Cigarette butts. We see them everywhere. Lots of Malaysians smoke and lots of them smoke a lot. As many as 4.7 million people around the country are habitual smokers. Lots of smokers also litter and they litter a lot. When taken together, Malaysians leave behind tons and tons of cigarette butts.

And Malaysians are hardly alone. Globally, some 6 trillion cigarette butts are discarded each year, amounting to a staggering 1.2 million tons in total. By 2025, the number might rise to 9 trillion butts with even more smokers around the planet. Needless to say, that’s not a good thing and not only because sidewalks and other areas littered with cigarette butts are unsightly. Rather, cigarette filters contain heavy metals like arsenic, chromium, nickel and cadmium, which can leach into the soil and water sources. The filters are not particularly biodegradable and can take long years to break down.

Yet many of those vast amounts of butts do not necessarily have to go to waste. As often, science can come to the rescue. Cigarette butts can be repurposed as building material for homes, for instance, and, it turns out, mixing them into asphalt makes road surfaces more robust and less heat-absorbent.
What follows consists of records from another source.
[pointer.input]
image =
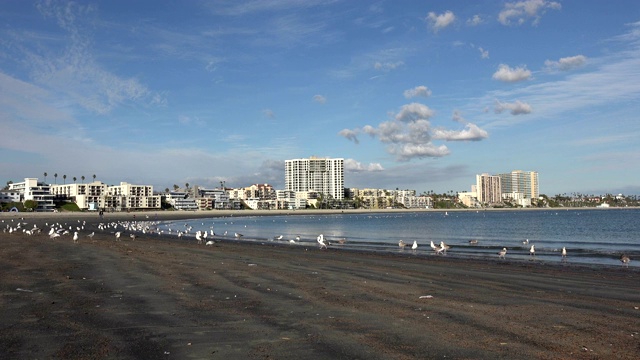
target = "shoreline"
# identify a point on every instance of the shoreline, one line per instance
(153, 297)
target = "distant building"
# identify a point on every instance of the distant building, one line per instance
(518, 181)
(322, 175)
(488, 189)
(86, 196)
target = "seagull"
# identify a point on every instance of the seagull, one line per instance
(321, 241)
(444, 246)
(625, 259)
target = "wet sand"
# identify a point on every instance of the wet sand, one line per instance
(160, 298)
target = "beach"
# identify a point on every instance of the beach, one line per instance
(158, 298)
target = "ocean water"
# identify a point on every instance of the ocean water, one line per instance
(590, 236)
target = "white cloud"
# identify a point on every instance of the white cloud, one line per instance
(566, 63)
(356, 166)
(319, 99)
(417, 91)
(349, 134)
(439, 22)
(413, 112)
(475, 20)
(508, 74)
(409, 133)
(269, 113)
(471, 132)
(521, 11)
(484, 53)
(515, 108)
(387, 66)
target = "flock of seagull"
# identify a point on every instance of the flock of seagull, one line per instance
(57, 230)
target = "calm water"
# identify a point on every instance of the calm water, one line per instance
(590, 236)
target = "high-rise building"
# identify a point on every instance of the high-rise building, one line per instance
(488, 189)
(520, 182)
(322, 175)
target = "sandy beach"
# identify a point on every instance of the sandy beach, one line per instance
(159, 298)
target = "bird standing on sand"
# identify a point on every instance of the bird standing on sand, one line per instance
(321, 241)
(444, 247)
(625, 259)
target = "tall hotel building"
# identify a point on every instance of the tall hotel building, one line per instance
(322, 175)
(522, 182)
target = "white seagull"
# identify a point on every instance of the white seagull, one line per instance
(444, 246)
(625, 259)
(321, 241)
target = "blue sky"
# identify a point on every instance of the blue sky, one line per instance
(417, 95)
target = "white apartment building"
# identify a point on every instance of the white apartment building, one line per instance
(87, 196)
(488, 190)
(32, 189)
(518, 181)
(129, 196)
(322, 175)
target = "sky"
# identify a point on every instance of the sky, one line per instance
(420, 95)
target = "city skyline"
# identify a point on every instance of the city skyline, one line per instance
(412, 95)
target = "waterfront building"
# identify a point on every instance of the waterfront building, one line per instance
(488, 189)
(518, 181)
(89, 196)
(322, 175)
(32, 189)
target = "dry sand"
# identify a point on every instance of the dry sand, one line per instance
(160, 298)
A team of researchers at RMIT University in Melbourne, Australia, have found that asphalt fortified with cigarette butts can withstand heavy traffic and that the mixture also has reduced thermal conductivity: it absorbs less heat from the sun, thereby keeping the surface of the asphalt cooler on hot summer days.

In tropical countries like Malaysia, this latter feature could prove very handy indeed. Asphalt mixed with cigarette butts could help reduce the urban heat island effect in towns and cities, which is a nifty benefit especially since temperatures are set to rise with the onset of global warming. “[W]e encapsulated the cigarette butts with bitumen and paraffin wax to lock in the chemicals and prevent any leaching from the asphalt concrete,” Dr Abbas Mohajerani,  senior lecturer in RMIT’s School of Engineering, explained.

“Cigarette filters are designed to trap hundreds of toxic chemicals and the only ways to control these chemicals are either by effective encapsulation for the production of new lightweight aggregates or by incorporation in fired clay bricks,” he added. His team embedded cigarette butts securely into everyday asphalt to ensure that leftover chemicals could not leak from the butts and leach harmful toxins into the environment. “This research shows that you can create a new construction material while ridding the environment of a huge waste problem,” the Mohajerani said.

A promising line of research? You bet.